A Fuzzy-based approach to programming language independent source-code plagiarism detection

Acampora, Giovanni; Georgina, Cosma

doi:10.1109/FUZZ-IEEE.2015.7337935

Source-code plagiarism detection in programming, concerns the identification of source-code files that contain similar and/or identical source-code fragments. Fuzzy clustering approaches are a suitable solution to detecting source-code plagiarism due to their capability to capture the qualitative and semantic elements of similarity. This paper proposes a novel Fuzzy-based approach to source-code plagiarism detection, based on Fuzzy C-Means and the Adaptive-Neuro Fuzzy Inference System (ANFIS). In addition, performance of the proposed approach is compared to the Self-Organising Map (SOM) and the state-of-the-art plagiarism detection Running Karp-Rabin Greedy-String-Tiling (RKR-GST) algorithms.
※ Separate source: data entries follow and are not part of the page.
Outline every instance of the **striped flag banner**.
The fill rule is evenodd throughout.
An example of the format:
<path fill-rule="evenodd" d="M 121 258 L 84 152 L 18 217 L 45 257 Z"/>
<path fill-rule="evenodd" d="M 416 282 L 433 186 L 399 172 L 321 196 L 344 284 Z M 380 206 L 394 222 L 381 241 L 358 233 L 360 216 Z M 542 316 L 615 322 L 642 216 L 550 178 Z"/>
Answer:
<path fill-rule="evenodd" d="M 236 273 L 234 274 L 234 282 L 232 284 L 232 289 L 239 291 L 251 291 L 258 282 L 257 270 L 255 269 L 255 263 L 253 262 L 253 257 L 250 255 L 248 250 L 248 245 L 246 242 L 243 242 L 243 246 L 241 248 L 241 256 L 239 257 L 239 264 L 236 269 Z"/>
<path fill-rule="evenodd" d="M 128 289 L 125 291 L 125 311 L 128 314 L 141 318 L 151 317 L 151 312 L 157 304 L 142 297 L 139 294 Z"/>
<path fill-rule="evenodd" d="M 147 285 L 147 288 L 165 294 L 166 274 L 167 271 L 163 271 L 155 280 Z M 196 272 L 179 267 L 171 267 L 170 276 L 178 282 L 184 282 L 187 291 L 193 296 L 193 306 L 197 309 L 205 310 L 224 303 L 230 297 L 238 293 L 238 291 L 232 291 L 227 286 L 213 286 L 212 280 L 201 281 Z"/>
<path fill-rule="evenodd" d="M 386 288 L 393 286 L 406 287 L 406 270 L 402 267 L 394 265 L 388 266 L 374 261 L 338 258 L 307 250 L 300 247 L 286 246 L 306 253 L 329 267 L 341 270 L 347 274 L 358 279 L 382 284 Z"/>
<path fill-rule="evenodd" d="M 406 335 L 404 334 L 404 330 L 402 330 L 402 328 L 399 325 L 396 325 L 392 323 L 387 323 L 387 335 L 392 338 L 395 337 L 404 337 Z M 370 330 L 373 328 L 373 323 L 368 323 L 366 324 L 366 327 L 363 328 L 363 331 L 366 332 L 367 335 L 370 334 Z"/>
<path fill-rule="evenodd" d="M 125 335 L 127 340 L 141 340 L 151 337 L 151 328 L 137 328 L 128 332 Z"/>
The advantages of the proposed approach are that it is programming language independent, and hence there is no need to develop any parsers or compilers in order for the fuzzy-based predictor to provide detection in different programming languages. The results demonstrate that the performance of the proposed fuzzy-based approach overcomes all other approaches on well-known source code datasets, and reveals promising results as an efficient and reliable approach to source-code plagiarism detection. © 2015 IEEE.

A Fuzzy-based approach to programming language independent source-code plagiarism detection / Acampora, G., Cosma, G.. - (2015), pp. 1-8. (2015 IEEE International Conference on Fuzzy Systems (FUZZ-IEEE 2015) ) [10.1109/FUZZ-IEEE.2015.7337935].